Сами того не ведая, мы несем на себе, в себе их страхи и тревоги, их злобу и ненависть, их подрезан­ные крылья и кровоточащие раны, их обманутые на­дежды и ядовитый припевчик: все это мы уже про­ходили и больше на удочку не попадемся. Как будто любовь – извечная война, беспощадное сведение счетов, неумолимая борьба за наследство. Все те, кто неслышно нашептывает нам на ухо: «Я была пер­вой», вытесняют нас из жизни, занимают наше мес­то, чтобы продолжить свою собственную историю, заслоняют собой наши прекрасные горизонты.

Мы любим так, как наши матери любили нас.

Мы повсюду таскаем их за собой, всю жизнь носим в себе недостаток материнской любви или ее избыток.

Мне было безумно сложно признавать и прини­мать любовь, потому что я ничего о ней не знала. Мне пришлось учиться любви шаг за шагом, как де­ти учатся ходить, писать, читать, плавать, есть но­жом и вилкой, кататься на велосипеде, и он с радос­тью взял на себя роль учителя. Занимался со мною нежно и терпеливо. Он вел себя как мать, проверя­ющая домашнее задание ребенка, хвалил, ворчливо подбадривал, правил запятые.

В отличие от меня он с детства рос среди любви, любви ненасытной, властной, удушающей, подав­ляющей. Мать явила ему идеальную любовь, и этот возвышенный образ не давал ему покоя как собаке сахарная кость.

В каждом из нас живет наша мать. Наши матери незримо срастаются с нами, и только избавившись от этого симбиоза, можно зажить полноценной жизнью. Иначе все закончится плохо: ты задавишь меня любовью, я тебя – нелюбовью…

Я ничего для него не значила. Сам того не подо­зревая, он не принимал меня в расчет. Он любил не меня, а некую идеальную, абстрактную женщину, которую он мог бы ковать по своему образу и подо­бию. Так некогда поступала с ним его мать, которая любила его безоглядно, ради себя самой.

Он взял меня за руку и повлек за собой. Он мно­гое мне дал, но не видел меня и не слышал. Он лю­бил во мне свое творение, точно так же как его мать свое творение любила в нем.

Стоило мне заартачиться, и он прерывал меня: «Шш… Шш…», приказывал молчать, слушать и пови­новаться. «Да, я такой, и ничего с этим не поделаешь», – объявлял он тоном, не допускающим возражений.

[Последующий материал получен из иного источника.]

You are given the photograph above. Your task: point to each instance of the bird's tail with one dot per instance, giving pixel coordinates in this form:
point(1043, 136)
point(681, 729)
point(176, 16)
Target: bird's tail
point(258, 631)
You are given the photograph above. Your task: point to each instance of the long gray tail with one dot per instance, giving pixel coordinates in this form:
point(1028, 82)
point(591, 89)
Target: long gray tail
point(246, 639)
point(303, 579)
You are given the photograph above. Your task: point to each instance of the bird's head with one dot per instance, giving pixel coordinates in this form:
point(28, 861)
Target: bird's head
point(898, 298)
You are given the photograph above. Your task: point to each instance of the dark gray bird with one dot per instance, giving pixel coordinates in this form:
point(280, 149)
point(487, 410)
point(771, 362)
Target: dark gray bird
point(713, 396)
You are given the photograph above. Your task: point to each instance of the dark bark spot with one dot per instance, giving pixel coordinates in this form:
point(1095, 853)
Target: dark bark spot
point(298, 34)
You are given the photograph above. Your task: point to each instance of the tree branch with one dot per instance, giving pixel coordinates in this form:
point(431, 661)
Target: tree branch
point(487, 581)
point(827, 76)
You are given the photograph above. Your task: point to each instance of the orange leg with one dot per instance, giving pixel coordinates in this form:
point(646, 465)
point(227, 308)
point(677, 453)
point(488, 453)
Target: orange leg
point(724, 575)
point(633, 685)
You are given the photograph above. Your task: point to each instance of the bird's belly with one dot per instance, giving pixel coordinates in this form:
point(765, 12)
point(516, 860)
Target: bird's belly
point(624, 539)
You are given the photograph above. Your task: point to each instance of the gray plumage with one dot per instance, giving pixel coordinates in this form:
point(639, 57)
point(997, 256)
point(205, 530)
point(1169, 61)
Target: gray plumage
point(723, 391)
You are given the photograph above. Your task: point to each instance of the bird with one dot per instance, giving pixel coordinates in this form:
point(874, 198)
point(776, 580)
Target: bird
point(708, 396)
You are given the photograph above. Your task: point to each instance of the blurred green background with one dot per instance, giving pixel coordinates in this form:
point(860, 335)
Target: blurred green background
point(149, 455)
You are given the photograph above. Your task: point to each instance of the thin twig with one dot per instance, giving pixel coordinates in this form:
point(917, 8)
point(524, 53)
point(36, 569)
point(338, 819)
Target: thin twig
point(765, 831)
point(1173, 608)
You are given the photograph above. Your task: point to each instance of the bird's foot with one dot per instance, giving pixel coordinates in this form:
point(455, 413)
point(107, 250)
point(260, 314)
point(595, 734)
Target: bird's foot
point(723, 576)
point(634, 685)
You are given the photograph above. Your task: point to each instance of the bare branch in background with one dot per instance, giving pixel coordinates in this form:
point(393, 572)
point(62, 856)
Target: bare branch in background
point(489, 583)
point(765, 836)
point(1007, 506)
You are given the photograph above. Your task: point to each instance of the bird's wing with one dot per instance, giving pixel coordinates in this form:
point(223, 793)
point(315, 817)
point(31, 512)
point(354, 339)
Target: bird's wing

Я мечтала о внимании и заранее была согласна на все.

Я была очарована…

Едва ли это можно считать любовью.

Тот, кто любит по-настоящему, присматривается к вам, вглядывается в глубины вашей души и заботливо извлекает оттуда сокровища, о существовании кото­рых вы даже не догадывались. Он помогает вам стать богаче, взрослее, свободнее. Взгляд любящего челове­ка способен изменить всю вашу жизнь, подарить вам бесконечные просторы, по которым вы будете мчать­ся, упиваясь счастьем и гордостью, говоря себе: «Я – это я, иногда я незаурядна, а иногда такая как все».

У нас все было иначе: два невидящих взгляда пересеклись, ослепив нас обоих.


Голубь поправился. Он важно прогуливался в ок­рестностях сточной трубы как горделивый краса­вец, явившийся на танцы, щегольски приглаживая перышки. «Если голуби смазывают перья, – говори­ла моя бабушка, – это к дождю. Они делают это для того, чтобы вода стекала вниз, оставляя их сухими».

Я наблюдала за ним, свернувшись калачиком на кровати. Я думала о нашей красивой истории любви, о своей матери, о его матери, о нас двоих.

Интересно, у голубей бывают мамы, папы, бабушки?

Он делал свои первые шаги, неловко согнув­шись, растопырив крылья и вытаращив глаза, один из которых все еще оставался красным. Он напоми­нал манерного напудренного маркиза. Он вальяжно вышагивал по трубе, с удивлением сознавая, что жизнь продолжается.

Он умял все, что я ему приготовила.

Я дала ему добавки.

Я хочу, чтобы он как следует подкрепился, прежде чем пускаться в полет, прежде чем упорхнуть далеко-далеко и зажить там своей упрямой голубиной жизнью.

«Это и есть любовь, – подумала я, распахивая ок­но и подставляя лицо солнечным лучам. – Ты помо­гаешь любимому существу набраться сил, чтобы он почувствовал себя уверенным и свободным».

Моей первой любовью был голубь, обыкновен­ный парижский голубь грязно-серого цвета, стойкий и бойкий.